In Competition No. 3077 you were invited to submit a sonnet with the name of a Shakespearean character hidden in each line
This one pulled in a bumper haul of entries, from old hands and newcomers alike. While some competitors described the challenge as ‘fun’, others greeted it with a squeal of horror. C. Paul Evans, for example: ‘The mother of all horrors, what a comp,/ A theme to turn my ashy locks to dust!…’
The shoehorning in of names occasionally led to some stilted lines, but there were bursts of remarkable fluency too. In an entry full of witty touches and clever flourishes, commendations go to David Silverman, Chris O’Carroll, Jan Snook and Julia Griffin; a prize of £20 belongs to each of those printed below.
In Machu Picchu and at other sites
We globetrotted, our future bright and clear,
Our love synonymous with life’s delights,
Devoid of anger, jealousy and fear.
No hurt could scar us, we were young and free.
Our youthful lust, white-hot, spurred our desire
Till smothered one foul night in Italy
That proved her a dissembler, an ace liar.
How artful were her wiles, her double-deal.
Though I thought her an angel on this earth,
Her vows of love were sham, letting me feel
A dupe cascading tears of bitter mirth.
So now our paths diverge, spider and fly;
In Rome our shameless fake romance will die.
We marched along the road, past an old mill,
Through a deserted hamlet, to the Line.
Now bleary-eyed, I looked at my pal Bill:
‘He can’t take any more.’ ‘No, he’ll be fine’,
Said Jack, ‘he only needs’ (sly wink) ‘a wench.
I tried that brothel: Lord, that mademoiselle=
Made me forget the lice-infested trench’,
(He belched) ‘A bit of heaven in this hell.
Don’t look like that; I’m only human, mate’.
‘I’d just as soon be snug alone in bed’,
Said Bill.

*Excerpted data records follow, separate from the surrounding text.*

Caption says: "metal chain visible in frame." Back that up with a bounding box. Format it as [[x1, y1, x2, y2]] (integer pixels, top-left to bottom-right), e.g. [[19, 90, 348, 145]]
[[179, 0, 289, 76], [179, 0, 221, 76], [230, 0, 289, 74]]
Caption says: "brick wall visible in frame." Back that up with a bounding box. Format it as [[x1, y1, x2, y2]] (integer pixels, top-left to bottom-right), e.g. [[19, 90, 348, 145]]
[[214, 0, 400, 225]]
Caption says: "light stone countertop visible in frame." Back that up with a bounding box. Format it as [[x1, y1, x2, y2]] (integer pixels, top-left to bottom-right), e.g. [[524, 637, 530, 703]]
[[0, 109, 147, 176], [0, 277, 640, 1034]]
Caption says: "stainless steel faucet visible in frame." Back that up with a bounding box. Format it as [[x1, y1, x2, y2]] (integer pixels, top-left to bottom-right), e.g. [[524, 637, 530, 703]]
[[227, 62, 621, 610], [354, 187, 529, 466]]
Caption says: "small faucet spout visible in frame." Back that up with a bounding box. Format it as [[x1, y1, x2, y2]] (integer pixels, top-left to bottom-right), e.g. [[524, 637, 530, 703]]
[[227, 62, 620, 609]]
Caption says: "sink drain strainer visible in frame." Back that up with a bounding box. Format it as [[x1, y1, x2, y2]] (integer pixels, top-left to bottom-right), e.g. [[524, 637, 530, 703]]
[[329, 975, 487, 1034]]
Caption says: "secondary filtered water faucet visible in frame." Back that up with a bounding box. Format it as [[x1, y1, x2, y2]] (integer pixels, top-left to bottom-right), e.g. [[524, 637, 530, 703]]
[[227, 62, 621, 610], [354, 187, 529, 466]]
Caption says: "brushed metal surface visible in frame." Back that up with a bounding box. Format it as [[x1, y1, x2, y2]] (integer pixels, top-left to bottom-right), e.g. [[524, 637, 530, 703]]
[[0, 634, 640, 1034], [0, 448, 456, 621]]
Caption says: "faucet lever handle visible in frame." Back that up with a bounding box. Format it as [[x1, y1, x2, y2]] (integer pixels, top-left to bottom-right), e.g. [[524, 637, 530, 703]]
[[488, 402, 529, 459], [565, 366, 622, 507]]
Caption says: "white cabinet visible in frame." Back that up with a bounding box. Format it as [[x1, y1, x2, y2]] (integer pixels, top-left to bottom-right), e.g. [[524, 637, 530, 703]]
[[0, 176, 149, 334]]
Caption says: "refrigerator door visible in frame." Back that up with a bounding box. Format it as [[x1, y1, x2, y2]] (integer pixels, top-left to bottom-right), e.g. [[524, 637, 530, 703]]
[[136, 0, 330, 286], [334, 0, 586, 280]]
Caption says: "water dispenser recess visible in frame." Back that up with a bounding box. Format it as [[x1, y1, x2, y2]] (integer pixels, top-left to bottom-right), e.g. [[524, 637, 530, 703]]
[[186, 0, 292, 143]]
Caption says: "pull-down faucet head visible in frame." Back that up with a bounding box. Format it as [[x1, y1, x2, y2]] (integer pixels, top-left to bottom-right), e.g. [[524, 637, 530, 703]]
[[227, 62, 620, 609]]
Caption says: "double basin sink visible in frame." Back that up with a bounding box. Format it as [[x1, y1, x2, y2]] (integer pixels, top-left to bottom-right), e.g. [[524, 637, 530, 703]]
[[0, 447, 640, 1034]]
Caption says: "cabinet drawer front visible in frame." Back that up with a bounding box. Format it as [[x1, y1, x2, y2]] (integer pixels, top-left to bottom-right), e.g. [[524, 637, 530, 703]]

We marched in silence to our fate
At no great speed, half-sleepy and half-dead.
Then, as dawn quickly overtook the dark,
Cascades of music woke us, from a lark.
My plots are crafted, clever and uncanny;
Witchcraft intrudes; demon and sprite appear.
Violent fate comes speedily to many
When men plot hell on earth and devils cheer.
I set my scenes in Rome or other towns;
Daughters are gannets, greedy for a prize.
The lucky prosper only as poor clowns
And foolish thanes heed mad ambition’s lies.
When challenges are made then tragedy
Will follow, making learned men despair.
No one’s inviolate; in adversity
Bad and good fellows taste foul fortune’s fare.
Sometimes for sport I alter man and miss
And they in borrowed garments court and kiss.
Perhaps a typo in some dog-eared book;
scant onionskin that saves a cherished hand;
the fragile glamour in the smell and look
of wildflowers; earnest orators’ unplanned
assertions; strange locution in a rushed,
ambivalent, inexpert turn of phrase
voiced in a midnight Ouija question, hushed,
reheard verbatim on ensuing days;
anonymous graffiti: there’s no squelching
such subtle art, and when we chance to hear
some boor who’s cheered us hitherto by belching
break out as an impromptu balladeer,
and find no supple beauty in his song
that feeling may be genuinely wrong.
If this be ham, let beef be on my plate,
yet both beat rice, methinks, to dine upon.
You offer port? I Answer, thank you mate.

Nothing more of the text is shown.